I'm more interested in comparing the relative benefits of VL vs DL and particularly the geometry of the blades.

I admit to being disappointed in seeing the cognoscenti of airway masters coalescing around the position that VL is at best, a necessary evil, and that if it must be tolerated, it should be performed with a standard geometry blade. The C-MAC device, which has a Macintosh-style blade with an attached screen, seems to be the device of choice. (For the record, I have not been paid by either device maker but am more than willing to accept bribes, if any are on the offering.) They make a good argument that the C-MAC is better because it helps develop/preserve the DL skill-set, is its own built-in back-up with no need to change devices, and for attendings allows good supervision of trainees. I agree with all these points.

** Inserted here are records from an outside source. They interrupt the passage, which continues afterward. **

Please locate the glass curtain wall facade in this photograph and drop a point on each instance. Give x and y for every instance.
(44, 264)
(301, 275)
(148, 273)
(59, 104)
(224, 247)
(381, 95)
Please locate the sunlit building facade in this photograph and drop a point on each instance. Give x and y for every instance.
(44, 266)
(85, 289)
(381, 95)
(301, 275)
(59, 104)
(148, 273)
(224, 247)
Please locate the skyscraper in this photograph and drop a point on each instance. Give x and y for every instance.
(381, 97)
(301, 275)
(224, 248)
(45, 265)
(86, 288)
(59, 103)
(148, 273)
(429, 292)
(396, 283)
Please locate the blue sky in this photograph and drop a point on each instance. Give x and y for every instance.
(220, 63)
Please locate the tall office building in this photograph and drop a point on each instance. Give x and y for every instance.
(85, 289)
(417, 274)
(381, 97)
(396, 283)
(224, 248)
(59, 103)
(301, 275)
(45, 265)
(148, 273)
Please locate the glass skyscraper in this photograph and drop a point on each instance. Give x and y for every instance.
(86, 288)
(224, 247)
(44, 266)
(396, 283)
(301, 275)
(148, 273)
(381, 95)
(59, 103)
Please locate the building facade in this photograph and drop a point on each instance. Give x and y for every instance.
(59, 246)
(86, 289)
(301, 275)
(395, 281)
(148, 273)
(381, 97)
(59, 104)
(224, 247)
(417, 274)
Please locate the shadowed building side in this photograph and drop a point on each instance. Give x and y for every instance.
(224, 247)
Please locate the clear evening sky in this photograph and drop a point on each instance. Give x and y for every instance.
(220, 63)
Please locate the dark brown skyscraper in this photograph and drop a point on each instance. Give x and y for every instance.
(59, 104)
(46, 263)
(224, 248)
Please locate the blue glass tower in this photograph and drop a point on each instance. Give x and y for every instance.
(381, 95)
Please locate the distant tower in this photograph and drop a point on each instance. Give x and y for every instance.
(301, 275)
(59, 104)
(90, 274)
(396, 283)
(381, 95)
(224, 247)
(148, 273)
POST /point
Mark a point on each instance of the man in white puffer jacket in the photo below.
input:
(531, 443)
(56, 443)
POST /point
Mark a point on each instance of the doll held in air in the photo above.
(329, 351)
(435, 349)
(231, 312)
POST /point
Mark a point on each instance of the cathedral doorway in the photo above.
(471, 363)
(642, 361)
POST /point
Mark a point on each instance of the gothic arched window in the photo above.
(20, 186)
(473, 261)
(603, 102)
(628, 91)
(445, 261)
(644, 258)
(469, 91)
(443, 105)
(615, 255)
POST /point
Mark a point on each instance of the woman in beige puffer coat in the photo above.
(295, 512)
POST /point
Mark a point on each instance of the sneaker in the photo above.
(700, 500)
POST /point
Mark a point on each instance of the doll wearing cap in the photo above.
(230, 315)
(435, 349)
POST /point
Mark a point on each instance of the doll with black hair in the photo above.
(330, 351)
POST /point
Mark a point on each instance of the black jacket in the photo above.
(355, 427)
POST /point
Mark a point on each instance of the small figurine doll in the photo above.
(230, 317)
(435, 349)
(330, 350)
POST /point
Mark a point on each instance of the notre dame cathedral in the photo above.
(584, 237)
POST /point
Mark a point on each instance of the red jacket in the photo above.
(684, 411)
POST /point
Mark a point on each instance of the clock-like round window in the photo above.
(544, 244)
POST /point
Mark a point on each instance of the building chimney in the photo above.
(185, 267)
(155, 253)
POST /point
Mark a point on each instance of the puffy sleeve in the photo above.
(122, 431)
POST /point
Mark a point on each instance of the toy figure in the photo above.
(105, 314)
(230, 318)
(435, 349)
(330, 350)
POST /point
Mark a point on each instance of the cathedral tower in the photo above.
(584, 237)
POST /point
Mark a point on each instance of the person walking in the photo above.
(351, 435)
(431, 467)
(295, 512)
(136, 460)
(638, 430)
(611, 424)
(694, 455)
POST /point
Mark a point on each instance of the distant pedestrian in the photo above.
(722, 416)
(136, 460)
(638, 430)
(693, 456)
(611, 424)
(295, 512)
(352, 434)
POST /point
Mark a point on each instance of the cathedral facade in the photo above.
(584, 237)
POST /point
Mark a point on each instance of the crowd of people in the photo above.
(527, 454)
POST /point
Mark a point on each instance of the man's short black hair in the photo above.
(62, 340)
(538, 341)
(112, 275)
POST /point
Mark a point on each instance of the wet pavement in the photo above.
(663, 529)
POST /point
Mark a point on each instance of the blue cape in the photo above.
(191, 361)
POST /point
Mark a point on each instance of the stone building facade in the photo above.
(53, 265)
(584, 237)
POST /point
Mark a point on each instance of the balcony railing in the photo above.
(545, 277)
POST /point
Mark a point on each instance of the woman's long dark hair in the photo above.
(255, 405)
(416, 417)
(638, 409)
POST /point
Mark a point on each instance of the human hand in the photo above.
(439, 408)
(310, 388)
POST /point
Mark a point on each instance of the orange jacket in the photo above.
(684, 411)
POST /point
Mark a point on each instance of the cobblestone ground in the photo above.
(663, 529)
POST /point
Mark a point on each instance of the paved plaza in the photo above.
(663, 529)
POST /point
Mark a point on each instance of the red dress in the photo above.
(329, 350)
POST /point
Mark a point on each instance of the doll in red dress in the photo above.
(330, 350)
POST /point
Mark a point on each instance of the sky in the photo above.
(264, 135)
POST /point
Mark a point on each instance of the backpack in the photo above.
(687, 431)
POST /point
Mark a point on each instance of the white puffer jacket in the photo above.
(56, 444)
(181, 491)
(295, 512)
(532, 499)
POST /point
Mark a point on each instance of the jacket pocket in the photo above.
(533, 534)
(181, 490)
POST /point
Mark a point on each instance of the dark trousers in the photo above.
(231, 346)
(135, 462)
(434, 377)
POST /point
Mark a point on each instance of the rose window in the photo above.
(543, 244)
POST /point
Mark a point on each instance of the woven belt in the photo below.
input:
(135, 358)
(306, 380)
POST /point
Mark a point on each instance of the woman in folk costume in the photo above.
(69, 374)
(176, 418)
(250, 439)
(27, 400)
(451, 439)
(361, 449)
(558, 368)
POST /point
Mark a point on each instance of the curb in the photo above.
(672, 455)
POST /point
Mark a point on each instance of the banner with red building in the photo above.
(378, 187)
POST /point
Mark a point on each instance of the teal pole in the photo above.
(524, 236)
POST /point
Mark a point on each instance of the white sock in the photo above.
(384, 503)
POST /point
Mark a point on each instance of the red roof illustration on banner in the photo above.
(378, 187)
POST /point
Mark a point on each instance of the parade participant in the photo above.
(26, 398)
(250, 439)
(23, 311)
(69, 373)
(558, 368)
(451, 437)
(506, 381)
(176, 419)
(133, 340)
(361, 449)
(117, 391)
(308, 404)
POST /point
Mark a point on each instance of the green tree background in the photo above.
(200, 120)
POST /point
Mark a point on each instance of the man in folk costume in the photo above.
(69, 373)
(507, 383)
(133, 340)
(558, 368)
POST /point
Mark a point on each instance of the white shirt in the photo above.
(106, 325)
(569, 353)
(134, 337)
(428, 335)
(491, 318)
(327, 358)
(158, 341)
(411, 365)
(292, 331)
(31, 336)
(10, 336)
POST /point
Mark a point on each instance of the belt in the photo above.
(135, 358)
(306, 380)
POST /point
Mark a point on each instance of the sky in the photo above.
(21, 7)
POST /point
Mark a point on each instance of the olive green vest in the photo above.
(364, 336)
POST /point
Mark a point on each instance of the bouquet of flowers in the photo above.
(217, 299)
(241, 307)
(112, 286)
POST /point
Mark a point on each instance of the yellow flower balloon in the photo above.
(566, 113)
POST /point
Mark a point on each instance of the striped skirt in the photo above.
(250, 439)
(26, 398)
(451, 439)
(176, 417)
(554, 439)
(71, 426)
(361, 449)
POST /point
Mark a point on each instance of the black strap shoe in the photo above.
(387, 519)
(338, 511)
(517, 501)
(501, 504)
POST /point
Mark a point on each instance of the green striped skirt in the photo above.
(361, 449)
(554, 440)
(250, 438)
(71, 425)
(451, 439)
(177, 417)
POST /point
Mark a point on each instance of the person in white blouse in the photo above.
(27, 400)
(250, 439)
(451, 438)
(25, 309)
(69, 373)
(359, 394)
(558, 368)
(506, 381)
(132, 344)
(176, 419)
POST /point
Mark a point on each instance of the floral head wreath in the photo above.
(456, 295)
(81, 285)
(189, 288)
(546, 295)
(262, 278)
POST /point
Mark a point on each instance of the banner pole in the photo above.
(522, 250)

From my perspective, though, I still favor the GlideScope, which differs from the C-MAC in that it has a hyperangulated blade. (There may well be other brands out there with similar shapes, but I’m not as familiar with them.) And despite the failed airway above (my first ever failed airway in hundreds of cases with this tool), the GlideScope remains my first-line intubating approach in most if not all cases.

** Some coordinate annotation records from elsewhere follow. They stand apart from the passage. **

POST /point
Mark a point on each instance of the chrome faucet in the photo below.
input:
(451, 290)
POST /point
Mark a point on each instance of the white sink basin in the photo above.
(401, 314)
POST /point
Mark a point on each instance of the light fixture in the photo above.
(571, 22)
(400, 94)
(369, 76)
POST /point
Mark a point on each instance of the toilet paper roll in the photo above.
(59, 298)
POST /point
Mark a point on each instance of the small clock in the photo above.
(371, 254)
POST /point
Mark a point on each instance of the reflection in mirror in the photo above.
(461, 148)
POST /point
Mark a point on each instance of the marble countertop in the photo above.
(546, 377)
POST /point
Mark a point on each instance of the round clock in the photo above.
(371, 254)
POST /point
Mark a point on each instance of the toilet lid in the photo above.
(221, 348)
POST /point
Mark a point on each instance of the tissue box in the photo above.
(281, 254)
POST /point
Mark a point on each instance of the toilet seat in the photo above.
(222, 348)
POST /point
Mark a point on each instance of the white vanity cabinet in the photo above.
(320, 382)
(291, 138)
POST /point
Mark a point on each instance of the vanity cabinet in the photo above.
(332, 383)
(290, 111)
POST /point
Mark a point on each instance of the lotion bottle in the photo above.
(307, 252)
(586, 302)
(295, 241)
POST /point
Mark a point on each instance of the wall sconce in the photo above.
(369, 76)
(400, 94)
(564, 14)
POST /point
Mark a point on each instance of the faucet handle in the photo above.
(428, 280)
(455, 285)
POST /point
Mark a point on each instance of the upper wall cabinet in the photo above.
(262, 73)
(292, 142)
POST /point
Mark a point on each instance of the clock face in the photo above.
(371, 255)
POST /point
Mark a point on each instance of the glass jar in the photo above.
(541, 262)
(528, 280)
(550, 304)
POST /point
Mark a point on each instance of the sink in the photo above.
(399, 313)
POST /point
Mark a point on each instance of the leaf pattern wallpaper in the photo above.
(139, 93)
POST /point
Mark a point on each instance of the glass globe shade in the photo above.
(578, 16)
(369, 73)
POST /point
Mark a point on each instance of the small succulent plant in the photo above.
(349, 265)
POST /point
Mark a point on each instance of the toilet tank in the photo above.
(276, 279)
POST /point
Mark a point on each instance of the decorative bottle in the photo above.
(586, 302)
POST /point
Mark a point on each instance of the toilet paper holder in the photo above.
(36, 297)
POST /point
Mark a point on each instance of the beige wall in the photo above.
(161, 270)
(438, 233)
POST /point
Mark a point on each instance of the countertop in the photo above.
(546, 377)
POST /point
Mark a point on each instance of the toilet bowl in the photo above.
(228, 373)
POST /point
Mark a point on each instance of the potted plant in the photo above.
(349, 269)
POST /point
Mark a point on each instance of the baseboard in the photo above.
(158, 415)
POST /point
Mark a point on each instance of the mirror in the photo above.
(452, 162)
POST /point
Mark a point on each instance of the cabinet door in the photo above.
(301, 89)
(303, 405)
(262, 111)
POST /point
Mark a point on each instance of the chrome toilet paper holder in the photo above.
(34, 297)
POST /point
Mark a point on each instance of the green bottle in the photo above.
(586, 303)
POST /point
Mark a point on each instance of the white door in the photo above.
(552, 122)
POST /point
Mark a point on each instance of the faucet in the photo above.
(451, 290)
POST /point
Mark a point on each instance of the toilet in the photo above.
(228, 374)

A couple of important caveats: I had been intubating with DL for many many years before I ever touched a Glidescope. DL is the ultimate and necessary skill that must be completely mastered before moving on to the hyperangulated blade. For trainees: stick with DL till you've done a few hundred. This is a varsity level device. For occasional intubators it might be a good idea to stick with DL to keep the skills sharp.

I, however, am in none of those categories. I have intubated hundreds if not thousands of people over the years, am highly comfortable with my DL skills, and I continue to intubate pretty frequently. And here’s why I will continue to use my GlideScope until they pry it from my cold, dead hands:

It is a better tool that is easier to use & harder to mess up.

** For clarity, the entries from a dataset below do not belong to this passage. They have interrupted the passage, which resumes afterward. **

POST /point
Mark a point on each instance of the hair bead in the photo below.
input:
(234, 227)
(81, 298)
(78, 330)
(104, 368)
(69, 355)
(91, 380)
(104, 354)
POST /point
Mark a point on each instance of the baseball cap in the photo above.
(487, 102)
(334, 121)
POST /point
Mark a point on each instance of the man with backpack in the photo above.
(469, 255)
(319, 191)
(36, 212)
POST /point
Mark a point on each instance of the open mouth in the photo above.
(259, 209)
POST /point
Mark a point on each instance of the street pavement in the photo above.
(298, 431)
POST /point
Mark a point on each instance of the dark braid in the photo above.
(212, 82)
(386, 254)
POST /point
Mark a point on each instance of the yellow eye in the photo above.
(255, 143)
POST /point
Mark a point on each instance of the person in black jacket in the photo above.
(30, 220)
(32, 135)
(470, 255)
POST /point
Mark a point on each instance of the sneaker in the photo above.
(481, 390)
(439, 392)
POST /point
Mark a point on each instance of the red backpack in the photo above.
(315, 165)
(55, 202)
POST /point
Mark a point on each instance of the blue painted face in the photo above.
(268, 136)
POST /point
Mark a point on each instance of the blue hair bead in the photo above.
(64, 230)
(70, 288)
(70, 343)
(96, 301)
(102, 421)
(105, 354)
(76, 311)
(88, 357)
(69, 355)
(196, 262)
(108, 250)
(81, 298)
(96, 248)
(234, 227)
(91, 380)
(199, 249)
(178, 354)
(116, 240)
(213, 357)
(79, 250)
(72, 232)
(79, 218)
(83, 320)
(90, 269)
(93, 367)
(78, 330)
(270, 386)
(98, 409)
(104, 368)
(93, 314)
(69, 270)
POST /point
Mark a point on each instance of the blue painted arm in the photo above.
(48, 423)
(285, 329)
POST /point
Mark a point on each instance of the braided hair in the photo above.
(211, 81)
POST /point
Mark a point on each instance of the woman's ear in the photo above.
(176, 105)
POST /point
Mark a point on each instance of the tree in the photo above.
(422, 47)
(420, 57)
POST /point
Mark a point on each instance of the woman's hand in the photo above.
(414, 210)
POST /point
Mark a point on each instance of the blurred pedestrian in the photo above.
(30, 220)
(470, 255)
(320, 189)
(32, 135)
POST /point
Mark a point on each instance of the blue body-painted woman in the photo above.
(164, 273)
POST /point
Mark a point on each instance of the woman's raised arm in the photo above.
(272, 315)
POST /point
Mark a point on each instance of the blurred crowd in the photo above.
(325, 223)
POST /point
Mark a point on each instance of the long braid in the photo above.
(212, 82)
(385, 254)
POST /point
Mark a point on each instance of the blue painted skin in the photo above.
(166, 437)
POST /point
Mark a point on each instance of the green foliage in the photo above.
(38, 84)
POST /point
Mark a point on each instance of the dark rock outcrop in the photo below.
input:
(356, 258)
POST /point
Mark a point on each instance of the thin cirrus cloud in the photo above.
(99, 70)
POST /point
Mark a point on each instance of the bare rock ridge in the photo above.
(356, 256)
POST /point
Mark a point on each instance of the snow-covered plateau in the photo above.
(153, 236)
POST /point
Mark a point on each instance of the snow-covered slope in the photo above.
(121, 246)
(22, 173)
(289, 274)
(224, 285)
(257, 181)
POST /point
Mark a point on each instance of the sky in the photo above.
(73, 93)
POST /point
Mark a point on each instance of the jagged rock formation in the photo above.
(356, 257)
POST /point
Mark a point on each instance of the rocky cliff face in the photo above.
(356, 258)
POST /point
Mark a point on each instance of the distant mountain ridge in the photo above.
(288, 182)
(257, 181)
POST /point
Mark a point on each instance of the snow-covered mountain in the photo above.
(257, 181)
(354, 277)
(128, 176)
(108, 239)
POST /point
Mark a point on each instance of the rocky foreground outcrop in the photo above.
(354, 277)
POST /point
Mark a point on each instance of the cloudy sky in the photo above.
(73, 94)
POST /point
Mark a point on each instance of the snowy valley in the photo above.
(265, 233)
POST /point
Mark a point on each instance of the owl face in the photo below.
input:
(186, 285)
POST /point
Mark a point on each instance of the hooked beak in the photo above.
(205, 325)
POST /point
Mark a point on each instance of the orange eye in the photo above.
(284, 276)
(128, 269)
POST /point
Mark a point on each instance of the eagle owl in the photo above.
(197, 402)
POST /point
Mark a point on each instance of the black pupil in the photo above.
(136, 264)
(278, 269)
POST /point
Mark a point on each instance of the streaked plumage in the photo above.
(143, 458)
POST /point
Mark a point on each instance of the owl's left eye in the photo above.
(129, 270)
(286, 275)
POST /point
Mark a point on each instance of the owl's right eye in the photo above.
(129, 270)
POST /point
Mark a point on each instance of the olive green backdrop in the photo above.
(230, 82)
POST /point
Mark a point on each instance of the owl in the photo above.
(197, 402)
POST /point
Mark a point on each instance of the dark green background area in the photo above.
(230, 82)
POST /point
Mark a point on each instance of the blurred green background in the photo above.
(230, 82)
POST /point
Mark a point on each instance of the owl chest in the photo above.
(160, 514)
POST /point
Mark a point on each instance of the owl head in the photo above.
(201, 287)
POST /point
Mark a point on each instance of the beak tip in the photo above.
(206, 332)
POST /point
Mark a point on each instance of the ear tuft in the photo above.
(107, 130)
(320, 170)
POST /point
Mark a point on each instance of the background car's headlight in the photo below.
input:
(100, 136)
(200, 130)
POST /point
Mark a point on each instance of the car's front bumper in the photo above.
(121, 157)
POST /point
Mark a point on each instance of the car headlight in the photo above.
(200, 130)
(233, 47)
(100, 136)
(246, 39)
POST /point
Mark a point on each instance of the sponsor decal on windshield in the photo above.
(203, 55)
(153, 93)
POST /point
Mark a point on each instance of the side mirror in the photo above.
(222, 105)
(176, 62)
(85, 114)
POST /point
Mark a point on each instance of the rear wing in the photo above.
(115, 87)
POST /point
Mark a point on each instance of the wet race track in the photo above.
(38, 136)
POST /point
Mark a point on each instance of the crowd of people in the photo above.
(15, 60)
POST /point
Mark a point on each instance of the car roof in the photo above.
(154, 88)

There. I said it. I am, as I said, very lazy, and I will always choose the easy and reliable tool over the dodgy tool which requires a lot of effort to use correctly.

This is why I believe it to be so: when I perform DL, I need to establish a direct line of sight with the larynx. Unfortunately, mother nature thoughtlessly designed the human anatomy so that there are lots of fleshy bits between my eye and your vocal cords. There are lips, teeth, the tongue, the glottis, the salivary glands, and all the redundant fat, muscles and soft tissues of the sublingual space. If I want to establish that direct line of sight, I have to get your head & neck in perfect positions, put the tip of my blade in precisely the right spot, seated in the vallecula, and then lift, sometimes with quite a lot of force, and then I have to hold the blade in place and sort of squint to see way the hell down there for the cords. Blade a little too shallow or too deep? U NO SEE CORDS! Blade slightly off midline with tongue oozing around it? NO CORDS FOR YOU. And the motor skill to lift just the right way is tricky. Rotate the blade and not only do you not see cords, you break teeth. You have to lift up and forward just a bit, and if it’s not quite right, you have to apply cricoid pressure bimanual manipulation to see your target.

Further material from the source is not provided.